By the time the screening was over, my face was on fire and my teeth were chattering, as though a case of malaria had set in. If there was a reaction from the audience, I was too overwhelmed to hear it, and the only thing I wanted was to know where my family was sitting. I longed to see Baa’s face, to meet her eyes, to feel proud of myself because she was proud of me. Only then would I know if I had accomplished anything. I wanted to talk to her in the car all the way home, to have a bowl of soup in bed and watch A Charlie Brown Thanksgiving with Peter and Eli. But I disregarded that voice, simply shut it out. Where was the part of me that could look at the situation and realize that I felt more alone with Burt than with my children? That I felt trapped not because of him but because I couldn’t hear myself? I had found someone to love, to pour my heart into, someone I felt frightened of, and I was seeking to be loved the only way I knew how: by disappearing.
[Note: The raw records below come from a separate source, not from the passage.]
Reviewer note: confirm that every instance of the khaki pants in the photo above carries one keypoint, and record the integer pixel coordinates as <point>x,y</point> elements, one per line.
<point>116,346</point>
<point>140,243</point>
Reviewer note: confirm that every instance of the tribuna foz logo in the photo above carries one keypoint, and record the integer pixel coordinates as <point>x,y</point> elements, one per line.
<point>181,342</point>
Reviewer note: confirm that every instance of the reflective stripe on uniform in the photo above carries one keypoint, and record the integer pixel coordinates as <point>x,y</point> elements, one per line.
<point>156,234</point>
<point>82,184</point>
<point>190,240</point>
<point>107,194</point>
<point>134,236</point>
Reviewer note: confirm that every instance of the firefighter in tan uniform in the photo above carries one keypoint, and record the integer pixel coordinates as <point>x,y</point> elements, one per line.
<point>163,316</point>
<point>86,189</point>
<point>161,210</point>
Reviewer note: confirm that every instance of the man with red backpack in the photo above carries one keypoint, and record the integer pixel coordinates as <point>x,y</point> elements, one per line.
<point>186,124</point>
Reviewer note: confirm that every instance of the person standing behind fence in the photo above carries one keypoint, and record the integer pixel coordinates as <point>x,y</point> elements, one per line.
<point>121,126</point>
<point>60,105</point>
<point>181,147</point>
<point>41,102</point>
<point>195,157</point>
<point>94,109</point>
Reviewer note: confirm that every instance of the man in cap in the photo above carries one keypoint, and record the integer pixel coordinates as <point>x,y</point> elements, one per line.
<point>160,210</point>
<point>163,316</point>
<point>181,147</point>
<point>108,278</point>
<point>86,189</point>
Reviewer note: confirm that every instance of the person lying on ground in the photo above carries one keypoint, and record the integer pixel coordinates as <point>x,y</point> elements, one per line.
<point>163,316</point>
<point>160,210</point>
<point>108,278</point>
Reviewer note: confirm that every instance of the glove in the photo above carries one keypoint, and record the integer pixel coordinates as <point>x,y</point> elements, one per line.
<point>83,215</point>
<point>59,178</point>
I went to Burt’s place and without discussing what we’d just seen on the screen for three and a half hours, he gave me two Percodan for my throbbing head. It wasn’t that he was mean. In a way, I felt he was trying to take care of me for the first time. But when I said that I’d rather have an aspirin, I recognized the sound of his irritated impatience, the “how dare you doubt my know-how” tone, recognized it without registering the recognition. It was a “do it now, go!” command, so I took the pills and immediately felt sick. All night my heart raced, either from the drugs or from the day or both. I lay next to Burt, perfectly still, staring at the ceiling.
18
Treading Water
EXCEPT FOR THE tasty little bits that Jackie Babbin shoved under my nose, I didn’t read the reviews when Sybil aired at the end of November. But true to form, I’ve kept many of them.
Variety: “Sybil” boasts an extraordinary performance by title character Sally Field that is as moving as anything ever seen on TV… It is further evidence, following her ‘Stay Hungry’ film performance, that she is now one of the finest young actresses in the U.S.… The impact is devastating.
Cecil Smith, Los Angeles Times: The bravura role here is Sally Field’s—and wonderfully does she play it… Sally’s ability to shift from one of these [personalities] to another in an instant, sometimes to find them tumbling over each other, is little short of astonishing.
The Hollywood Reporter: But it’s Field who dominates the screen, switching from personality to personality like a sparrow hopping from branch to branch in a maple. And it is this tour-de-force performance which allows the viewer to see how nearly normal Sybil really is. After all, we all have our own multiple personalities that we fling up at a moment’s notice. The only difference being that we are in control: Sybil is not.